In Starnberg und Pöcking hat man die Zeichen der Zeit schon 2023 erkannt und mit Gründung der Zentrale Informationstechnologie Organisation ZIO GmbH die Belange einer modernen IT-Infrastruktur gebündelt. Der kommunale Dienstleister mit seinen insgesamt 600 Mitarbeitenden, der sich bayernweit in einer Pionier-Rolle sieht, kümmert sich um Wartung, Beratung, Cloud-Services und das IT-Security-Management für Starnberg, die Gemeinden Andechs, Berg, Feldafing, Pöcking und Tutzing sowie das Kommunalunternehmen zur Trinkwasserversorgung für Pöcking und Tutzing. Hier wird sich Entscheidendes ändern: Seit vergangener Woche kommt erstmals das KI-basierte Tool „Basebox“ als Assistenz- und Verwaltungswerkzeug zum Einsatz, das alle Anforderungen an Datenschutz und Informationssicherheit erfüllen soll.

Das neue KI-Tool, das Verwaltungen effektiver und schneller arbeiten lassen soll, wurde in den vergangenen Monaten ausgiebig getestet. Im Fokus stand dabei die Frage: Wie kann man KI in Verwaltungen unter Beachtung der rechtlichen Vorgaben und mit dem Schutz kritischer Daten auf sichere Art nutzen? In Zusammenarbeit mit der Uttinger Firma Basebox entstand ein Produkt, das diese Bedingungen maßgeschneidert zu erfüllen scheint. Neben klassischen KI-Anwendungen – etwa das schnelle Zusammenfassen von Texten, die Erstellung von Posts in Social Media, das Formulieren von Schreiben oder im Einsatz als Sprachassistent – bietet Basebox weitere Möglichkeiten. Dazu gehört das Erstellen von Beschlussvorlagen, die automatisierte Erstellung von Bescheiden, die Durchführung von Wahlabfragen oder die Auswertung von Umfragen.

Ludwig Beck (links) und Sven Neumann stehen als Geschäftsführer der ZIO GmbH an der Spitze des IT- Unternehmens.

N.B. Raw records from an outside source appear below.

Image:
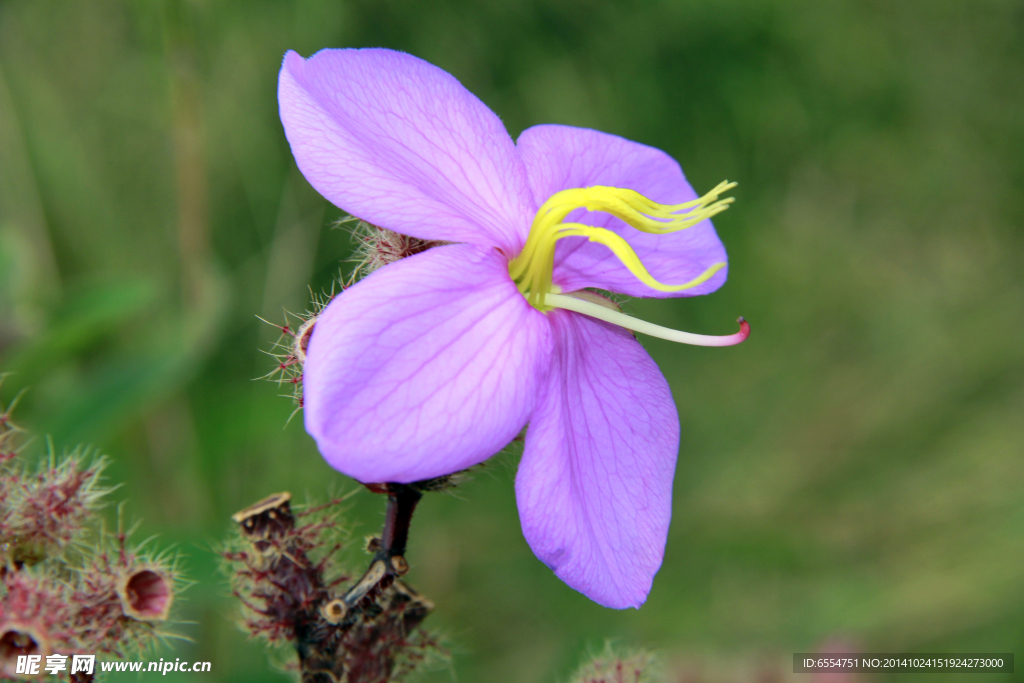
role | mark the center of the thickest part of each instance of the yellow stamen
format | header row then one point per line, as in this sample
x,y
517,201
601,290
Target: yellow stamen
x,y
532,268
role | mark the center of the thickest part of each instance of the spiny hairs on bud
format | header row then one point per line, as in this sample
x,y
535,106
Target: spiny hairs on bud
x,y
67,585
613,666
376,247
45,509
281,568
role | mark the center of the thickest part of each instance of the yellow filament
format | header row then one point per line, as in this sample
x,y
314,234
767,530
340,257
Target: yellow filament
x,y
531,269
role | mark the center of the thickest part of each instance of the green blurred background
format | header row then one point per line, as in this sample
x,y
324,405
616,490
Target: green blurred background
x,y
852,474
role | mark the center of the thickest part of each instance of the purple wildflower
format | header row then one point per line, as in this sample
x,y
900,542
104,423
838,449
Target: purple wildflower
x,y
436,361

Die „Zentrale Informationstechnologie Organisation“ wurde 2023 gegründet und betreut die Stadt Starnberg sowie die Gemeinden Andechs, Berg, Feldafing, Pöcking und Tutzing. (Foto: Arlet Ulfers)

Die beiden ZIO-Geschäftsführer Ludwig Beck und Sven Neumann sind jedenfalls überzeugt vom Nutzen des neuen KI-Tools. Als Test stellte Neumann, im Hauptberuf geschäftsleitender Beamter der Gemeinde Pöcking, die KI vor die Aufgabe, eine neue Plakatierverordnung auf Basis bereits bestehender Satzungen, Verordnungen und Gesetze zu entwerfen. Das Ergebnis war verblüffend: „Ich war absolut überzeugt“, sagt er, „es ging auch sehr schnell.“ Zumal die KI auf einen wichtigen fehlenden Aspekt aufmerksam machte: Wo soll man einen entsprechenden Antrag bei der Gemeinde stellen? Der Entwurf der KI wird nach Prüfung durch das Ordnungsamt demnächst im Gemeinderat verhandelt.

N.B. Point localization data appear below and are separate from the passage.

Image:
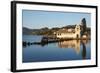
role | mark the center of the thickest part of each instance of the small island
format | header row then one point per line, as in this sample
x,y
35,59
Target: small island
x,y
56,34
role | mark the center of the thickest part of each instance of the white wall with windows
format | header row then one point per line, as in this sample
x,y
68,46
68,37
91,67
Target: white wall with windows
x,y
5,27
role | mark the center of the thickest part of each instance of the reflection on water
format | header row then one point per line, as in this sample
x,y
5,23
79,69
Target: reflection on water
x,y
75,44
57,51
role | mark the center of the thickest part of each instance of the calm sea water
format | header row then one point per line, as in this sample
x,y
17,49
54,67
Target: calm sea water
x,y
60,51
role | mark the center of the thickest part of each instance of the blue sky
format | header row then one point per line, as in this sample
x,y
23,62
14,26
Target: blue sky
x,y
39,19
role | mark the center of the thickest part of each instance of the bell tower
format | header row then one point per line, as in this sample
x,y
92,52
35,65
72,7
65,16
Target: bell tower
x,y
77,31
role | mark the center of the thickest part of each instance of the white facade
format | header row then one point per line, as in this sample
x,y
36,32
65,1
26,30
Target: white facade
x,y
69,33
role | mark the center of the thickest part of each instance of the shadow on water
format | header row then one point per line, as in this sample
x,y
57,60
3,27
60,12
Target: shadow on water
x,y
83,50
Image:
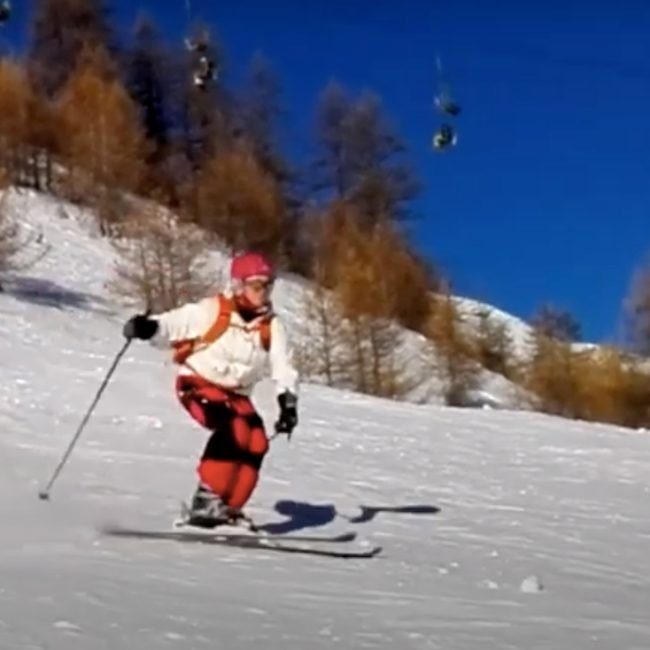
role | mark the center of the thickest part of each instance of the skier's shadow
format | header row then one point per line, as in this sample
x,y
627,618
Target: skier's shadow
x,y
300,515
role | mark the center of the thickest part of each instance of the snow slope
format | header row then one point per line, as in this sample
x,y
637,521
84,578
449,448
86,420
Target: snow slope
x,y
512,501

Allerdings ist der KI keinesfalls blindlings zu vertrauen. „Man muss das immer prüfen und hinterfragen“, sagt Beck, Chef der Starnberger Rathausverwaltung. Auch hat das Tool keinerlei juristische Kompetenzen und soll laut Beck auch niemals Entscheidungen treffen – das bleibt weiterhin den kommunalpolitischen Gremien vorbehalten. Für den Bürger aber könnten sich Vorteile ergeben: Weil die Verwaltungen mit Basebox effizienter arbeiten, „kann es sein, dass man schneller im Abwägungsprozess ist“, sagt Beck. Das könnte beispielsweise Anfragen ans Rathaus ebenso betreffen wie die oft überlangen Verfahren zu Bauanträgen. Digitalisierte Gemeinden seien klar im Vorteil, sagt Beck.

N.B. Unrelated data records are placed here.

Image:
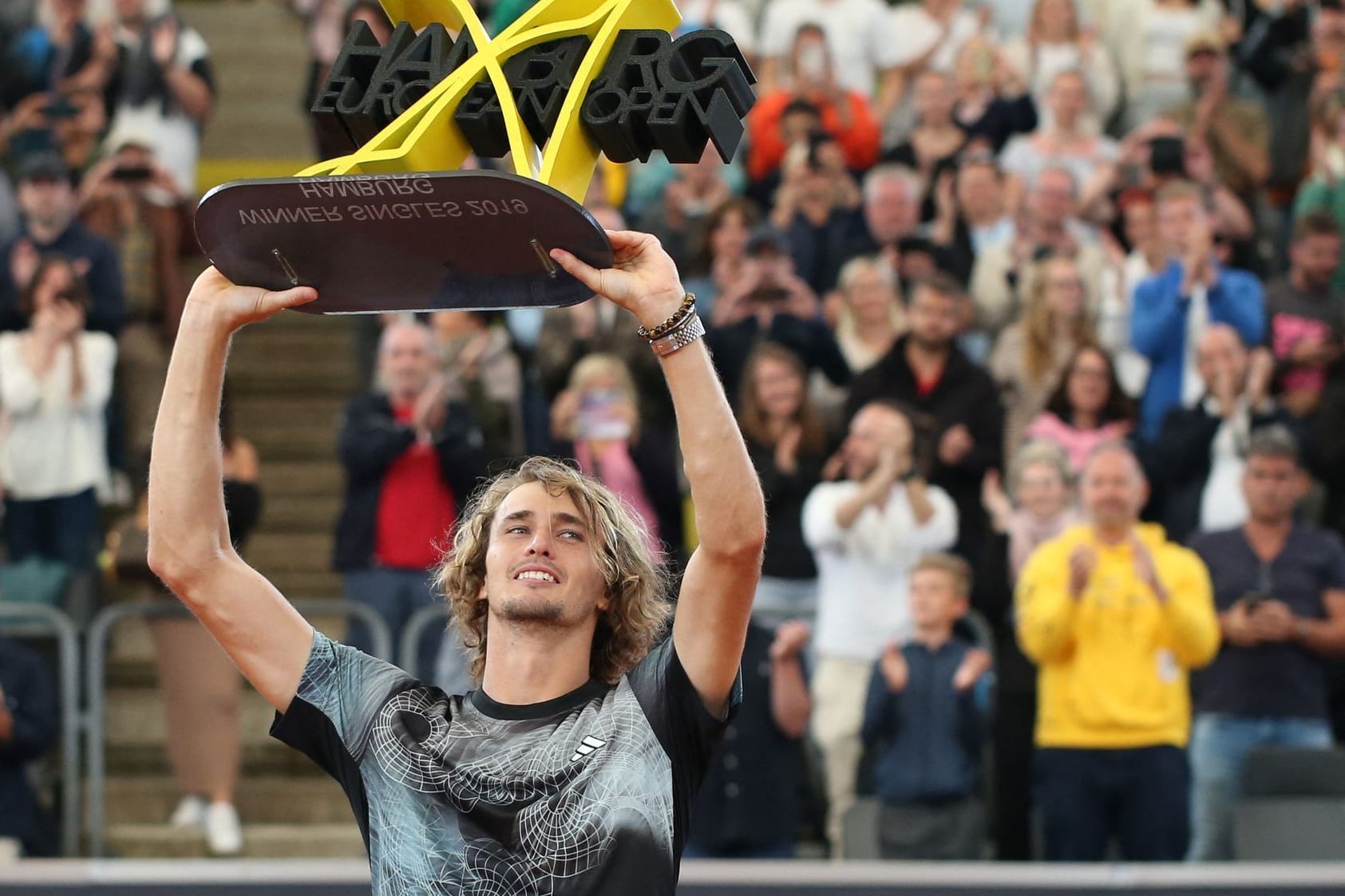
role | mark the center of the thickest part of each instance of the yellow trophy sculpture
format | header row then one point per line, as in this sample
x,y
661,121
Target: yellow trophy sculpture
x,y
394,225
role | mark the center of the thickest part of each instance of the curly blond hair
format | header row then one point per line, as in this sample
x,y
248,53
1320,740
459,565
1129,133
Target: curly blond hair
x,y
636,582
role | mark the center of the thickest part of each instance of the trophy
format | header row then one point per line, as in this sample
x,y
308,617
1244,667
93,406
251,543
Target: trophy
x,y
396,227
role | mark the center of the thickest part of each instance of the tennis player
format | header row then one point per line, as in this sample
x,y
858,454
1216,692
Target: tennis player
x,y
572,767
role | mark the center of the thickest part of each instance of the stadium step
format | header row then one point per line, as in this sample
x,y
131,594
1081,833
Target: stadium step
x,y
135,716
260,841
261,799
261,68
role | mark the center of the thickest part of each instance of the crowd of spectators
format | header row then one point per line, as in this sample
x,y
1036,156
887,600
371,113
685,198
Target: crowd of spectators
x,y
1032,315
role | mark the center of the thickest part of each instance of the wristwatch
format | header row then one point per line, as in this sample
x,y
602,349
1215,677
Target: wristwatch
x,y
679,338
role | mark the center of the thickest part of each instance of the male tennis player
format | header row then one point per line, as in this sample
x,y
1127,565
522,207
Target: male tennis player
x,y
571,770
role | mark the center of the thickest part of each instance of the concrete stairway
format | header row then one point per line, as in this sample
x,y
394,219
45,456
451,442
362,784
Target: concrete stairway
x,y
290,380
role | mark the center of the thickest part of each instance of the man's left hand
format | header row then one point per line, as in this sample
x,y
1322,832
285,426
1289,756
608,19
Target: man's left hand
x,y
974,665
642,278
1145,568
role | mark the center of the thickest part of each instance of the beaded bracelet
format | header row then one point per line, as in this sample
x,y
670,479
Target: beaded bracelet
x,y
679,337
678,319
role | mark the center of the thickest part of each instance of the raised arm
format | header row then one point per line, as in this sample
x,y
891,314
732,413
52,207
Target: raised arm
x,y
188,533
722,578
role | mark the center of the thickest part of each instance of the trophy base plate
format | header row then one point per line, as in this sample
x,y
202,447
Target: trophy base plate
x,y
425,241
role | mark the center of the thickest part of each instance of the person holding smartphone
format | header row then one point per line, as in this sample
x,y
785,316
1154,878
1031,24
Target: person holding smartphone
x,y
1303,314
596,423
1280,588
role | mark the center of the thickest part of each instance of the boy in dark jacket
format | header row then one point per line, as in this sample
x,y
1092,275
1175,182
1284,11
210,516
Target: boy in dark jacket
x,y
30,720
923,723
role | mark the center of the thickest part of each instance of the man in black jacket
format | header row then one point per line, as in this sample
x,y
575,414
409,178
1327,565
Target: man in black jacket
x,y
412,459
952,404
29,724
1201,451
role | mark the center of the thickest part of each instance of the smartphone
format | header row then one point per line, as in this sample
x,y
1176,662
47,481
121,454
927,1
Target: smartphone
x,y
1252,599
132,172
1168,156
600,416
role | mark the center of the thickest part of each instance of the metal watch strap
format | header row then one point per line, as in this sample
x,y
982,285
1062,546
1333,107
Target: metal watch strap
x,y
683,335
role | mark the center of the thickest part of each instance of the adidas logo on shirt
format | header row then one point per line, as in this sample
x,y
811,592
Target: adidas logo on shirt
x,y
587,747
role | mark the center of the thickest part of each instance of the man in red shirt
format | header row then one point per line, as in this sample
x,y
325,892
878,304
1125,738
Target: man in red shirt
x,y
410,459
952,403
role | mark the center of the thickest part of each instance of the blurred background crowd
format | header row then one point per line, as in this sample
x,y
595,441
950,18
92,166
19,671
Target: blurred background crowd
x,y
1032,317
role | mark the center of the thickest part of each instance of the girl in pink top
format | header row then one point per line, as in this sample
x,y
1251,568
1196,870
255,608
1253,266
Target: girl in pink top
x,y
1087,409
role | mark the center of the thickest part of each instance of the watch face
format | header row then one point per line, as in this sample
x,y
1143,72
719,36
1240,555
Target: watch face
x,y
461,239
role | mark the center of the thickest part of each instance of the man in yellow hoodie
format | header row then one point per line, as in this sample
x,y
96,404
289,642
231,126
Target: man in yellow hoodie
x,y
1114,615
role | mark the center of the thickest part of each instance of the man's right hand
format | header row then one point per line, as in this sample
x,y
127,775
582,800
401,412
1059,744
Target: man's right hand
x,y
235,307
1274,622
1083,561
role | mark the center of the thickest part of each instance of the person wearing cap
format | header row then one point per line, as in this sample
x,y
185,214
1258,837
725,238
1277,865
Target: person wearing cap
x,y
1149,39
47,202
811,96
1236,129
162,86
769,302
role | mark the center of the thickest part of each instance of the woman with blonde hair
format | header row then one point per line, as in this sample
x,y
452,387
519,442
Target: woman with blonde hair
x,y
1056,41
1031,354
596,421
869,315
787,443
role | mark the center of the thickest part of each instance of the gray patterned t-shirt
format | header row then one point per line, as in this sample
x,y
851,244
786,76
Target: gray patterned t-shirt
x,y
588,793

Die Uttinger Firma Basebox entwickelt auch Anwendungen für Krankenhäuser

Freilich ist das nur der Anfang. „Die Reise hat erst begonnen“, sagt Neumann. Die technischen Möglichkeiten der KI seien noch weitgehend unbekannt, „der Horizont ist noch gar nicht absehbar“, sagt Beck. Für ZIO und Basebox bietet die Zusammenarbeit beiderseitig Vorteile, man sieht sich bayernweit gar in einer Pionier-Rolle. Die junge Uttinger Firma entwickelt KI-Infrastrukturen speziell für Behörden, Krankenhäuser und Versicherungen. Sie soll dabei helfen, „Bürokratie abzubauen und redundante Arbeitsschritte zu eliminieren“ – alles bei höchster Datensicherheit in der eigenen IT-Infrastruktur.

Wie sich die KI-Tools in der täglichen Praxis machen, bleibt noch abzuwarten. Unterschiedliche Anwendungsbereiche sind denkbar, zumal die KI stets dazulernt. Für den Einsatz gibt es ein weites, bislang undefiniertes Feld. Allerdings können Anwender den digitalen Assistenten bislang auch leicht auf Abwege bringen: Unsinnige oder zu unkonkrete Fragen ergeben dann auch unsinnige Antworten von „Karl“ und „Bavaria“.